A deed of release is a legal document that removes a previous claim on an asset. It provides documentation of release from a binding agreement. A deed of release might be included when a lender transfers the title of real estate to the homeowner upon satisfaction of the mortgage. A deed of release literally releases the parties from previous obligations.
- A deed of release literally releases the parties to a deal from previous obligations, such as payments under the term of a mortgage because the loan has been paid off.
- The lender holds the title to real property until the mortgage’s terms have been satisfied when a deed of release is commonly entered into.
- A deed of release can also free an employer and employee of any obligations they had under their employment agreement, such as in the case of a severance package.
Understanding Deeds of Release
Most individuals purchase their homes with the help of a mortgage provided by a financial institution.
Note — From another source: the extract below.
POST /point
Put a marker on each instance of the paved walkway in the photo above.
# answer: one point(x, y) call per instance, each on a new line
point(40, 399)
The bank providing the funds for the mortgage doesn’t just lend the money in good faith—it takes a legal claim against the house as collateral until the loan is paid off.
A mortgage deed of release is then created when the borrower meets all mortgage payment terms or makes a full prepayment to satisfy the loan. The lender holds the title to the property until that time and is formally a lienholder of record on the property until full and final payment is made. The title provides secured collateral for the loan payments for the life of the loan, reducing the default risk for the lender.
The lending institution’s legal counsel typically creates the deed of release when the loan has been satisfied. It reports that the loan has been paid in full under the terms required. It also states that the lien has been removed and full title has been transferred to the homeowner.
Be sure to have the deed of release recorded with the same agency that recorded the original mortgage so you can be absolutely sure that any and all liens are removed.
Types of Deeds of Release
Employment agreements are another scenario where a deed of release might be used. The document can free both the employer and employee of any obligations they had under their employment agreement. In some cases, a deed of release might give an employee a designated payment. This can occur in the case of a severance package.
The deed of release can include the terms of the severance, including payment and the length of time payments will last following the release. It might also identify confidential information that cannot be shared by the employee after termination, or restraint clauses that prevent a departing employee from forming a similar business or soliciting customers or clients.
Contact the FDIC if you’ve failed to receive a deed of release because your lending bank failed and went into an FDIC receivership. The FDIC indicates that it can usually sort the problem out for you.